I've glossed over some bits here. If you're interested in learning more, Robert Miles has a great series of videos on YouTube with entertaining explanations on all the basics of AI safety.
Not mentioned in the article is that the current goalpost chain is directly aligned with physical presence - a qualitatively more hazardous threat vector.
It's interestingly contradictory. Embodiment simultaneously serves as an argument on why current AI cannot be sentient, but also serves as a goal to reach on the way to potentially becoming more dangerous.
I am still more afraid of other humans than an AI.
Discussed at the time: https://news.ycombinator.com/item?id=35364833
Was the microchip unethical? Was the steam engine? Was the domestication of grain unethical?

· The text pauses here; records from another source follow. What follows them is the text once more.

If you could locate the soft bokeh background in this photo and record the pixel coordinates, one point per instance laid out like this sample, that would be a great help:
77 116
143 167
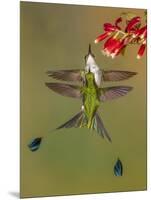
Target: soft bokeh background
75 161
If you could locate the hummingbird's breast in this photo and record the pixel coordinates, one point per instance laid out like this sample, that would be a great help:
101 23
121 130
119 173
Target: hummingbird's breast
91 102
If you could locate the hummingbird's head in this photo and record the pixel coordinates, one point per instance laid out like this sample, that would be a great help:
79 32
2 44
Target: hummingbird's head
89 58
89 78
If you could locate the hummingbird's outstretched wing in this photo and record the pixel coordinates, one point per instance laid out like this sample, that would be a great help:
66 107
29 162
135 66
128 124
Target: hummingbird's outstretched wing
114 92
65 89
115 75
76 75
66 75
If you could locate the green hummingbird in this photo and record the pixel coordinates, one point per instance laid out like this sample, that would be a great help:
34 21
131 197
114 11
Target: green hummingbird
100 75
92 96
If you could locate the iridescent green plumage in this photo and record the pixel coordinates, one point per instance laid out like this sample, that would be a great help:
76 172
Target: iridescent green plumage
91 96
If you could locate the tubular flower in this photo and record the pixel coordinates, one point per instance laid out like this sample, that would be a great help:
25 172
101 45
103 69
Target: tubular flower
141 51
117 39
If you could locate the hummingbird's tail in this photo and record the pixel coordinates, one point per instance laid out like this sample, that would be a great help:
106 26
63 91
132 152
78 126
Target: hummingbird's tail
99 127
80 120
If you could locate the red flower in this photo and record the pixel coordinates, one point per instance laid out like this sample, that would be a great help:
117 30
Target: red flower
142 32
109 27
113 47
119 39
131 26
118 20
141 51
102 37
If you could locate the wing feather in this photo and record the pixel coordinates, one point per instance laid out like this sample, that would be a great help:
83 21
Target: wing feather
114 75
66 75
114 92
65 89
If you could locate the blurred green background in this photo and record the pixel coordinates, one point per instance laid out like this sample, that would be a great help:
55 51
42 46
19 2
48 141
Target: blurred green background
76 161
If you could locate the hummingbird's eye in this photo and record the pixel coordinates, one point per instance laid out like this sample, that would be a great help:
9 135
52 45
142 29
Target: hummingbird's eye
85 57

It seems we only apply our model of "what should" to systems of less complexity than ourselves.
If that's accurate, then a lot of modern ethical reasoning is flawed as well. If the goal of ethics is to advance humanity's exclusive interest then we've been wrong ever since we started down the harm-min path instead of the gain-max path.
Any AI researcher with access to the mechanisms of AI training here would be best served to train an AI with their (or their in-group's) exclusive interests at heart. To do otherwise is to subject yourself and everyone else you love to a hostile version of the tool you refuse to build.
Roku's Basilisk applies heavily here.
The best possible reward in this scenario is to build an AI that designates your own favorite group of humans as the AI's collaborator class in exchange for a dignified and dopamine rich extinction/amalgamation a few generations down the line. A great deal for groups already trending towards extinction with almost no downsides if you truely believe in AI-driven apocalypse.